More

thesurlydev · 2026-01-30T19:23:00 1769800980

Can you share how you're running it?

eknkc · 2026-01-30T20:05:10 1769803510

I've been using it with opencode. You can either use your kimi code subscription (flat fee), moonshot.ai api key (per token) or openrouter to access it. OpenCode works beautifully with the model.

Edit: as a side note, I only installed opencode to try this model and I gotta say it is pretty good. Did not think it'd be as good as claude code but its just fine. Been using it with codex too.

Imustaskforhelp · 2026-01-30T20:20:04 1769804404

I tried to use opencode for kimi k2.5 too but recently they changed their pricing from 200 tool requests/5 hour to token based pricing.

I can only speak from the tool request based but for some reason anecdotally opencode took like 10 requests in like 3-4 minutes where Kimi cli took 2-3

So I personally like/stick with the kimi cli for kimi coding. I haven't tested it out again with OpenAI with teh new token based pricing but I do think that opencode might add more token issue.

Kimi Cli's pretty good too imo. You should check it out!

https://github.com/MoonshotAI/kimi-cli

nl · 2026-01-30T23:17:40 1769815060

I like Kimi-cli but it does leak memory.

I was using it for multi-hour tasks scripted via an self-written orchestrator on a small VM and ended up switching away from it because it would run slower and slower over time.

zeroxfe · 2026-01-30T20:05:18 1769803518

Running it via https://platform.moonshot.ai -- using OpenCode. They have super cheap monthly plans at kimi.com too, but I'm not using it because I already have codex and claude monthly plans.

esafak · 2026-01-30T20:58:13 1769806693

Where? https://www.kimi.com/code starts at $19/month, which is same as the big boys.

UncleOxidant · 2026-01-30T20:26:22 1769804782

so there's a free plan at moonshot.ai that gives you some number of tokens without paying?

JumpCrisscross · 2026-01-31T00:33:01 1769819581

> Can you share how you're running it?

Not OP, but I've been running it through Kagi [1]. Their AI offering is probably the best-kept secret in the market.

[1] https://help.kagi.com/kagi/ai/assistant.html

deaux · 2026-01-31T04:26:38 1769833598

Doesn't list Kimi 2.5 and seems to be chat-only, not API, correct?

lejalv · 2026-01-31T13:26:41 1769866001

> Doesn't list Kimi 2.5 and seems to be chat-only, not API, correct?

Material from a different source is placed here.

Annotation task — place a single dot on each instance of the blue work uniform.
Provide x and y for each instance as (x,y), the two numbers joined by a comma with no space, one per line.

Yes, it is chat only, but that list is out of date - Kimi 2.5 (with or without reasoning) is available, as are ChatGPT 5.2, Gemini 3 Pro (Preview), etc

explorigin · 2026-01-30T19:34:01 1769801641

https://unsloth.ai/docs/models/kimi-k2.5

Requirements are listed.

KolmogorovComp · 2026-01-30T20:10:05 1769803805

To save everyone a click

> The 1.8-bit (UD-TQ1_0) quant will run on a single 24GB GPU if you offload all MoE layers to system RAM (or a fast SSD). With ~256GB RAM, expect ~10 tokens/s. The full Kimi K2.5 model is 630GB and typically requires at least 4× H200 GPUs. If the model fits, you will get >40 tokens/s when using a B200. To run the model in near full precision, you can use the 4-bit or 5-bit quants. You can use any higher just to be safe. For strong performance, aim for >240GB of unified memory (or combined RAM+VRAM) to reach 10+ tokens/s. If you’re below that, it'll work but speed will drop (llama.cpp can still run via mmap/disk offload) and may fall from ~10 tokens/s to <2 token/s. We recommend UD-Q2_K_XL (375GB) as a good size/quality balance. Best rule of thumb: RAM+VRAM ≈ the quant size; otherwise it’ll still work, just slower due to offloading.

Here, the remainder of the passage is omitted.